Buy the Tails
Keep your eye on one thing and one thing only: how much government is spending, because that's the true tax. There is no such thing as an unbalanced Federal budget: you are paying for it. If you are not paying for it in the form of explicit tax, you're paying for it indirectly in the form of inflation.
- Milton Friedman
September 2024
An emergency cut without an emergency. The Fed shifted its reaction function to the extreme dovish side, as it cut in the face of stable jobless claims, and near record market valuations.
Investors cheered the Fed reaction, as valuations increased further. The logical conclusion is: if the Fed cuts 50bps during good times, that means they are ready to support markets during the bad.
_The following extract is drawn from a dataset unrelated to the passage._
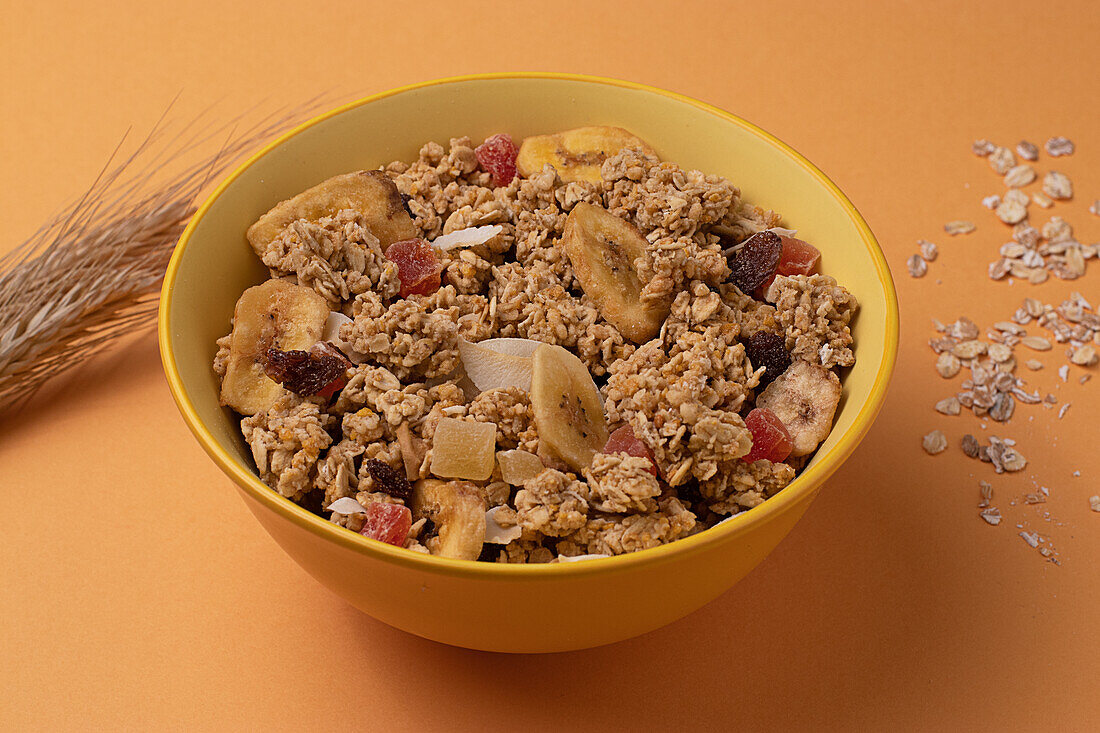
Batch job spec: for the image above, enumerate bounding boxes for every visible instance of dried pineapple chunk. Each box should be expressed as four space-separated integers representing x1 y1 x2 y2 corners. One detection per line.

Put simply: the goldilocks party is on, and everyone’s invited. The problem is, the party’s a bit crowded and the music might stop, eventually. A soft landing is the consensus view amongst nearly 80% of investors and is now nearly fully priced into risk assets. What’s mispriced are the tails.
Starting from the current situation of a soft landing, with disinflation and resilient growth, the scenarios for the next year can be widely divergent. On the one tail, both Democrats and Republicans have promised to keep spending. A Republican sweep could deliver a rapid fiscal boost to the US economy, boosting inflation together with tariffs on imports. But the Democrats, too, are likely to continue fiscal handouts to the poorest consumers, which have proven to be more inflationary than tax cuts. On the other tail, a divided Congress could fail to deliver enough stimulus to extend the cycle, pushing growth lower and increasing the probability of a recession.
In today’s new geopolitical environment, low inflation and solid growth are a fragile equilibrium that will be tested over the coming months. The clock is ticking.